Bolt Burdon’s comprehensive trust services can assist both those wanting to create a trust and those acting as Trustees.
There are many reasons to create a trust. These include:
- As part of effective Inheritance Tax planning
- To avoid the complications of estate administration on death
- To prevent Wills and Probate disputes
- To protect your intended beneficiaries from inheriting too early, coercion or losing assets on divorce or bankruptcy
- To provide for your children’s education
- For charitable purposes
Trust Creation and Registration Service
Our service starts with a meeting in order to determine your requirements.
During this meeting we will identify the type of trust that is most suitable for your needs. This will depend on numerous factors and in making this decision we will guide you through all the implications.
We will also help to identify suitable trustees to manage the funds put into trust.
Following this we will draft the trust document and send to you for approval with detailed explanatory notes.
We will then meet with you again to ensure the trust is correctly executed and then assist with transferring assets into the trust.
Next we will register the trust with HMRC and pay any tax that may be due on creation.
Finally where necessary we will arrange a meeting with you and one of our network of financial advisors to ensure the assets of the trust are suitably invested.
We offer a fixed fee for the above service dependent on the type of trust required.
We also offer an ongoing trust administration service:
Our team is well versed in all aspects of the administration of trusts and will always assess the tax consequences of any proposed transaction before proceeding with the trustees’ instructions.
We will complete the necessary annual trust tax return and prepare annual trust accounts.
We will also ensure that trustees do not unwittingly fall foul of the duties and responsibilities set down in various statutes including those in relation to investment in the Trustee Act 2000 among others.
We have a network of accountants and financial advisors to which we can direct trustees for all non-legal advice.
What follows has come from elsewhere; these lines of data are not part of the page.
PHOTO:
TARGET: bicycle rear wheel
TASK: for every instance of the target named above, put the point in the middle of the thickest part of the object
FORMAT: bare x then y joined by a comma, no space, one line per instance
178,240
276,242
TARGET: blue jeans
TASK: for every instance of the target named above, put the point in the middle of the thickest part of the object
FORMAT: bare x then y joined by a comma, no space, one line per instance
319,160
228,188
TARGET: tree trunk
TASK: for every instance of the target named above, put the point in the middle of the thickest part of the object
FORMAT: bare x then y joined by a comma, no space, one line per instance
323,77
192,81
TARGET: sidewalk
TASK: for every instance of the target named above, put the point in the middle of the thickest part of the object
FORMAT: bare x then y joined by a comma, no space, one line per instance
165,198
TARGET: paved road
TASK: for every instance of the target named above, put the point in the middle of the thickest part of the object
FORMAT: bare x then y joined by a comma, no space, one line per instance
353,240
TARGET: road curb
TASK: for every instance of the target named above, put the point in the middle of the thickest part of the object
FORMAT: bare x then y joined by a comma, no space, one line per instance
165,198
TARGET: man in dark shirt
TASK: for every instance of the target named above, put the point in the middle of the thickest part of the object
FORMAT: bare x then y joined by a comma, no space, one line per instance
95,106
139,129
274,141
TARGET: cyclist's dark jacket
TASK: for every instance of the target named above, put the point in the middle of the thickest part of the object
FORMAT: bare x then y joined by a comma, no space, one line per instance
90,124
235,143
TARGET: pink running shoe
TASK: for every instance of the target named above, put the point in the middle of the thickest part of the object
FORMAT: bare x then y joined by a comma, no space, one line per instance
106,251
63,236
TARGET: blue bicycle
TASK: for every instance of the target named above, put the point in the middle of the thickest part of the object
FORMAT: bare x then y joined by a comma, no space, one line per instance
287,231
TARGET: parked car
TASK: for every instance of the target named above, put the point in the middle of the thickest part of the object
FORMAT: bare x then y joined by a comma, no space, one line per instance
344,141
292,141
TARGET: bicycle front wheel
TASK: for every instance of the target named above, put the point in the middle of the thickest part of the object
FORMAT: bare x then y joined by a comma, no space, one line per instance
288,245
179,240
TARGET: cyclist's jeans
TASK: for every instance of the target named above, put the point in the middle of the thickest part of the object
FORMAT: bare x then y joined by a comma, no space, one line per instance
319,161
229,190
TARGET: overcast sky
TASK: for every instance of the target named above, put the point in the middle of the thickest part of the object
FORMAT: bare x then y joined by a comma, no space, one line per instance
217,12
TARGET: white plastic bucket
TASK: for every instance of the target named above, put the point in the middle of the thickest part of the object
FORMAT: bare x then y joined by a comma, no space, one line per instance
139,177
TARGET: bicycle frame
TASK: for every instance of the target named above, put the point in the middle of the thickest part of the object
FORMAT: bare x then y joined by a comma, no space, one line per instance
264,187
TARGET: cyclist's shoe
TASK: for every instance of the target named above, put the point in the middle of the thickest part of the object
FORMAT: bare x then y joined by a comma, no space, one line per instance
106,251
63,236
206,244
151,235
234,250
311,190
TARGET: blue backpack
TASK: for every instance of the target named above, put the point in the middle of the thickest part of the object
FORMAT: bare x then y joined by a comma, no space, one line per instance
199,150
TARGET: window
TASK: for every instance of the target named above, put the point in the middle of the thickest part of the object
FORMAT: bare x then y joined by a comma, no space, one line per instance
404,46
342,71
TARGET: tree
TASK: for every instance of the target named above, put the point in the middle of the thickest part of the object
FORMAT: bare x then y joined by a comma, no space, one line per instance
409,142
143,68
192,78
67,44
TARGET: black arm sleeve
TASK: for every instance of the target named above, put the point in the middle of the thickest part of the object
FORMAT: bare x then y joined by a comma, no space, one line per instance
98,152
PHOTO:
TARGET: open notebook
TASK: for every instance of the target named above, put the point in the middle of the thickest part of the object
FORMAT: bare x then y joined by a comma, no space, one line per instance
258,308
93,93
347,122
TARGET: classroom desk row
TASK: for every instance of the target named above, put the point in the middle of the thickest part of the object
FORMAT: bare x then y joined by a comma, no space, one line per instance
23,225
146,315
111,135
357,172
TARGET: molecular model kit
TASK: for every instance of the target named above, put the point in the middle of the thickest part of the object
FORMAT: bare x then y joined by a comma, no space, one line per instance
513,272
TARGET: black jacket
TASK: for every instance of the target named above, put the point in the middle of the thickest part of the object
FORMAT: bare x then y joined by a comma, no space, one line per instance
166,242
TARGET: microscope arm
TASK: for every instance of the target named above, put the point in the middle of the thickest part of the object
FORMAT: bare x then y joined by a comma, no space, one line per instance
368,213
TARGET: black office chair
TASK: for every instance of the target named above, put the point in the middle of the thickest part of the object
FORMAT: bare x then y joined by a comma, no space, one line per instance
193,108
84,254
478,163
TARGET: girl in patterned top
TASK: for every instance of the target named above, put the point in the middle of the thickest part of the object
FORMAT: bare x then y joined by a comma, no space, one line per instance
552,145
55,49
Ongoing routine trust administration, including completing the Trust tax returns and preparation of accounts, is again charged on a fixed annual fee agreed in advance with only unforeseen and additional work charged for separately.
If you would like to discuss the above and for a fixed cost quotation for assisting with your trust please email us.
What is a trust?
A trust is an obligation binding a trustee (which can be an individual or a company) to deal with assets – such as land, money, shares or even antiques – for the benefit of one or more ‘beneficiaries’.
The people who run the trust, and in certain circumstances make decisions about how the assets in the trust are to be used, are known as ‘trustees’.
Trustees carry out the wishes of the person who has put assets into the trust. This person is known as the ‘settlor’.
The settlor’s intentions for the trust are usually expressed in a legal document called a ‘trust deed’ or in their Will.
What is the purpose of a trust?
UK family trusts may offer a means for people to pass their wealth on to other people they have chosen. As such, they may be used to control and protect family assets.
If a Will establishes a trust, this may allow people to pass on their assets in accordance with their wishes when they die.
A trust might be created in various circumstances:
- when someone is too young to handle their affairs
- when someone can’t handle their affairs because they are incapacitated
- to pass on money or property while you are still alive
- under the terms of a Will – referred to as a ‘Will Trust’
- according to the rules of intestacy, when someone dies without leaving a Will (England and Wales only)
There are other types of ‘non-family’ trusts. These are set up for a variety of reasons, for example to operate as a charity, or to provide a means for employers to create a pension scheme for their staff.
Trusts are incredibly flexible and can achieve a wide spectrum of goals during your lifetime and on death from tax saving to ring-fencing assets.